Bir vakitler oldu bana, gözlerim arar durur. Sevgi cümlelerinden öte gönlüm “Sen”de huzur bulur.

Kimyasalların vücudumuza hunharca dalış yaptığı şu günlerde, sağdan ve soldan etkisi altında kaldığımız mor ötesi (bilmem belki x ray) ışınlarının vücudumuza olan yolculuklarını seyrediyoruz. Ne kadar da anlamsız bir yerden başladım konuya. Yine kafamda delice sorular, yine yazmak isteği gönlümün ve dertsiz başa dert almaktan korkması kalemimin.

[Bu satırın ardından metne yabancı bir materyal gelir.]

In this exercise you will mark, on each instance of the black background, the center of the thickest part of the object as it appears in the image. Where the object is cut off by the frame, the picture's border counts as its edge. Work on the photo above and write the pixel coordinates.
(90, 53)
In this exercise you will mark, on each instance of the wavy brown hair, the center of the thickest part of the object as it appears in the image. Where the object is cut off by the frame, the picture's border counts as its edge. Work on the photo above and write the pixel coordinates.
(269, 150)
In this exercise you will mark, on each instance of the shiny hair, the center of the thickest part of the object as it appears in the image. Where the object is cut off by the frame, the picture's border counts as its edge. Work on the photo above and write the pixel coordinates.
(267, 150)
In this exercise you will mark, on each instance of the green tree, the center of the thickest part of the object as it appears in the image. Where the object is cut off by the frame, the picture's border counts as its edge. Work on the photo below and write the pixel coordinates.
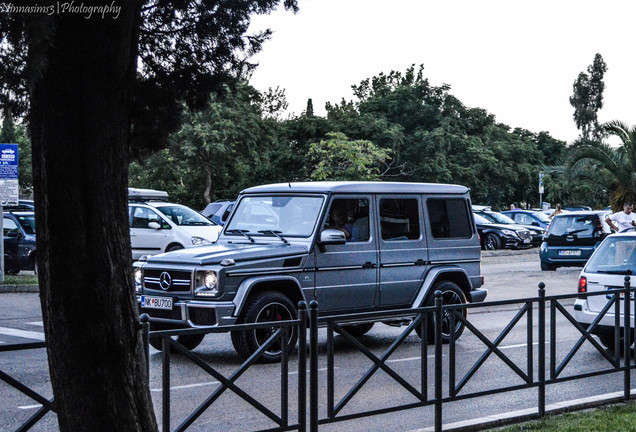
(85, 80)
(339, 158)
(587, 98)
(604, 167)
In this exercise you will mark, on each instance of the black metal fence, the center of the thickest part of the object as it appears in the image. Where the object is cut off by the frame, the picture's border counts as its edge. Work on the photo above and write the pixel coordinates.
(454, 389)
(446, 387)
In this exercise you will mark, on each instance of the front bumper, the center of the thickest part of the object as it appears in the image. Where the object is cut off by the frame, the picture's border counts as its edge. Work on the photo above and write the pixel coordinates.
(194, 313)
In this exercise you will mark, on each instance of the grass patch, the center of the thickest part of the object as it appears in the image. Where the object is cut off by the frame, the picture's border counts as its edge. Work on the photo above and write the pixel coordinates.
(620, 417)
(20, 279)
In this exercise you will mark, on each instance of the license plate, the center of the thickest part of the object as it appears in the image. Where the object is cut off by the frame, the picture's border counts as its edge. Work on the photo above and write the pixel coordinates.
(570, 253)
(164, 303)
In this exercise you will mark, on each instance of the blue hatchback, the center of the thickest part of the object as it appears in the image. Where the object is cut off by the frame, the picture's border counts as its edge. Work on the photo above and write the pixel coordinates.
(19, 242)
(528, 217)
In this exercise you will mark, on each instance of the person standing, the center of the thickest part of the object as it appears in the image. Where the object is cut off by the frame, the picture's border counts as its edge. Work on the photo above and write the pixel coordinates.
(620, 221)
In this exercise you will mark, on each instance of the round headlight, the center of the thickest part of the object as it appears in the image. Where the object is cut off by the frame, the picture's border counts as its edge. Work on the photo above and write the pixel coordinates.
(138, 274)
(210, 280)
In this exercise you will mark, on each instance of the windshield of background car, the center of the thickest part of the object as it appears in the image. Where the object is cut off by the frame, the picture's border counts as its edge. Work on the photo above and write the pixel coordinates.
(580, 226)
(614, 255)
(294, 216)
(498, 218)
(28, 223)
(541, 216)
(480, 220)
(184, 216)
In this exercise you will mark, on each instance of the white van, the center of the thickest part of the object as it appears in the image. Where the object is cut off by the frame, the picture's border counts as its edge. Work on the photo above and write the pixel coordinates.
(157, 226)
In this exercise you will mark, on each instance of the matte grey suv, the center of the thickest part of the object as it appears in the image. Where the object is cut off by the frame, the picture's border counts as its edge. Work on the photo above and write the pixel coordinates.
(351, 246)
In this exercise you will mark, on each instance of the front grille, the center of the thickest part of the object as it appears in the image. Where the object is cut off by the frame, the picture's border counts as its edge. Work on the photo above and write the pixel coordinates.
(168, 280)
(523, 234)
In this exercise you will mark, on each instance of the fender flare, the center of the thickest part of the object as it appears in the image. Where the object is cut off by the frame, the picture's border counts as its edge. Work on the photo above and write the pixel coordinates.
(248, 284)
(430, 279)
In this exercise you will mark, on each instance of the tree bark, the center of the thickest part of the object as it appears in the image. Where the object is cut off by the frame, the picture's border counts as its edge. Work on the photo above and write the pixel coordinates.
(80, 124)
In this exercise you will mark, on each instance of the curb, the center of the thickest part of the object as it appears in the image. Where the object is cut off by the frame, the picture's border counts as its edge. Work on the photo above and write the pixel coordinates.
(513, 417)
(19, 288)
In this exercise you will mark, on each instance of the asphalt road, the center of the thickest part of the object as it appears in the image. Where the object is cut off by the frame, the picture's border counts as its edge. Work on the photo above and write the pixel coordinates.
(508, 274)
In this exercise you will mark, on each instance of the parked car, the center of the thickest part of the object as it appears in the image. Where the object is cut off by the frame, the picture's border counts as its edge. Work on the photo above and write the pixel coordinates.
(157, 226)
(218, 211)
(499, 236)
(352, 246)
(606, 269)
(571, 238)
(19, 242)
(529, 217)
(499, 218)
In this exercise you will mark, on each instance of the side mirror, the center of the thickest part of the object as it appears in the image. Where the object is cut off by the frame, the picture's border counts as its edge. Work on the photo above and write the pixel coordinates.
(331, 236)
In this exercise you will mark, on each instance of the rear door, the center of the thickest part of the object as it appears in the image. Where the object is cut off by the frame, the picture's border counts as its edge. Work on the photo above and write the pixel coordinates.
(403, 248)
(347, 275)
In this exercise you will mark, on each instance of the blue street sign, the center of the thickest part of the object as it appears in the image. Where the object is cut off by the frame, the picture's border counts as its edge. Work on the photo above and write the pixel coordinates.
(9, 188)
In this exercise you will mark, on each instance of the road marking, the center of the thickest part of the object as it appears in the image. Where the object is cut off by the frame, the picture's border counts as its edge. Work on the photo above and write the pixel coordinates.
(30, 406)
(21, 333)
(411, 358)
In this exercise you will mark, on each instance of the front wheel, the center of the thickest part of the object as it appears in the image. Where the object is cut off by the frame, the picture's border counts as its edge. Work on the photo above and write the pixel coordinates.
(267, 306)
(451, 295)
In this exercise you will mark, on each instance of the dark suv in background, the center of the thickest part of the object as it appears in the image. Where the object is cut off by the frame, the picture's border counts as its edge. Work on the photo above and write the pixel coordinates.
(19, 242)
(571, 238)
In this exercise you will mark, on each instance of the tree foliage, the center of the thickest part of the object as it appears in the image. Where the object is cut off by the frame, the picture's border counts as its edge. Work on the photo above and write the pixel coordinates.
(587, 98)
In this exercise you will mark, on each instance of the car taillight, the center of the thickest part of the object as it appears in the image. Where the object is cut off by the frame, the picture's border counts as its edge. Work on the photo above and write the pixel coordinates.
(583, 284)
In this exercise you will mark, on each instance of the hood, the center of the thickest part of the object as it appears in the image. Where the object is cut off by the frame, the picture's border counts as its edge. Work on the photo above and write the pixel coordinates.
(207, 232)
(503, 226)
(214, 254)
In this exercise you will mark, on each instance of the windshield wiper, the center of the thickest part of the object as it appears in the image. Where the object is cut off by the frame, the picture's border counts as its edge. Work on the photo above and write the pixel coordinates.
(242, 232)
(276, 234)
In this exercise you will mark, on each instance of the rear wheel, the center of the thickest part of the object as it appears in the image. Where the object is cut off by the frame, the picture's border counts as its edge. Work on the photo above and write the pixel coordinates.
(547, 267)
(492, 242)
(451, 294)
(267, 306)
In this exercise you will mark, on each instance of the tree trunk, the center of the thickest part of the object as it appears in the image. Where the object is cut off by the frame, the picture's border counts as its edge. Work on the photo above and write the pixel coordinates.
(80, 124)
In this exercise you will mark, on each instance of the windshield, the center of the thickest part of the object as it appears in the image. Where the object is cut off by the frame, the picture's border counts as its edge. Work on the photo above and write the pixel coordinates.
(497, 218)
(28, 223)
(614, 255)
(541, 216)
(481, 220)
(581, 226)
(184, 216)
(294, 216)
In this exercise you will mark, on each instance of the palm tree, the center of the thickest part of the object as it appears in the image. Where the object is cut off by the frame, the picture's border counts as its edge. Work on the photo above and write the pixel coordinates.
(608, 167)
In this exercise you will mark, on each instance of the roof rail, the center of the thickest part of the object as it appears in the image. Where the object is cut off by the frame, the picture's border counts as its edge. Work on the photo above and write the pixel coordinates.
(135, 194)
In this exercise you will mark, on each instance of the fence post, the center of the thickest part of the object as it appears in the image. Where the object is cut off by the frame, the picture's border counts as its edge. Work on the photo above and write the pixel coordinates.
(438, 361)
(144, 319)
(313, 366)
(541, 352)
(627, 333)
(302, 367)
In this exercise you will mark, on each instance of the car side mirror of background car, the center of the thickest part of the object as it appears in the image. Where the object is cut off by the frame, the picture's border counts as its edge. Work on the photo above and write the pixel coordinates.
(331, 237)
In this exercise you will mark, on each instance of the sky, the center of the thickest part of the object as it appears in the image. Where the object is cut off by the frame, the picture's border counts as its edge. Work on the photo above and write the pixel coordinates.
(516, 59)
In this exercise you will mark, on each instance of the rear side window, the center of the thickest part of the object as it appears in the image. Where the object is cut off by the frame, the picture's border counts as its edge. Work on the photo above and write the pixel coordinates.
(399, 219)
(449, 218)
(581, 226)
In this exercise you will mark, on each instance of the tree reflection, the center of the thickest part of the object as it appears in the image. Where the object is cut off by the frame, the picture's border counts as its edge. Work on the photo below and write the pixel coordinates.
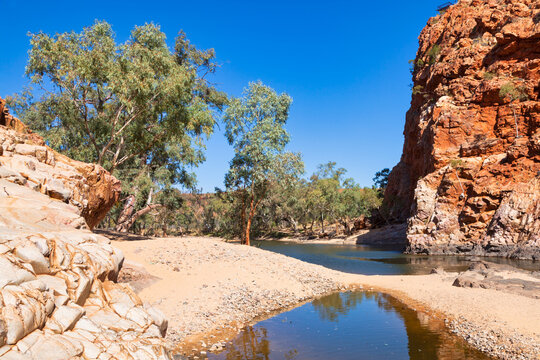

“Bir umuttur” dediği yaşamak şairin, heh işte tam bu noktadan serzenişlerimi, güzel gönüllerinize sunuyorum. Dünya mı çok karanlık yoksa benim mi gözlerim bozuk, bilemiyorum. Birkaç haber bekliyorum posta güvercinlerinden. Gerçi güvercinler de gitti ya çoktan neyse… Cümle cümle kurulan hıçkırıklar var içimde ve burnumu tıkayıp üç yudumda su içmem gerektiğini tavsiye etmez oldu kimse.

Kimse… Varlığı sır olan kişi ya da varlığı hiç bulunmayan. Kalabalık bir kasabanın, yalnız hisseden çocuklarını tanımlayan kelime, “kimse’siz”. Öyle ağır bir bunalım ki içinde, Ay'ı gönderip yakamozu tutmak istiyor gönlünce. Oysa mısraların yazıldığı yerde deniz bile yokken. İşte böyle bir umut içinden sesleniyoruz insansızlığımıza: “Yakamozsun sen!”

Kasabanın yalnız çocukları demiştim yukarıda bir yerde, yeni dünya düzeni işte, bu hep böyle. Son asırda yalnızlık hissedilenden ziyade yaşanan oldu kaderde. Neyse…

Uyumadan önce “vicdan muhasebesi” yapın derdi ilkokul öğretmenim. Belki de bu yüzden iktisat politikalarında birer sayıdan ibaret kaldık yaşarken, ne dersin öğretmenim? Vicdanlarımız bile mali müşavirlere emanet edilmişse…

Boş konuşuyorsun Can, boşa değil doluya gerek kelimeler, israf haram imiş, unutma! Ne yapsak, müjganla ağlaşsak mı? Öyleyse bir mahur beste bulmak gerek şimdi. Bulan varsa ses etsin, bulamayanlar da kalbinin sesini dinlesin çünkü;

“Enfraktında yüreğinin”, memleket sevdası atan herkese selam olsun!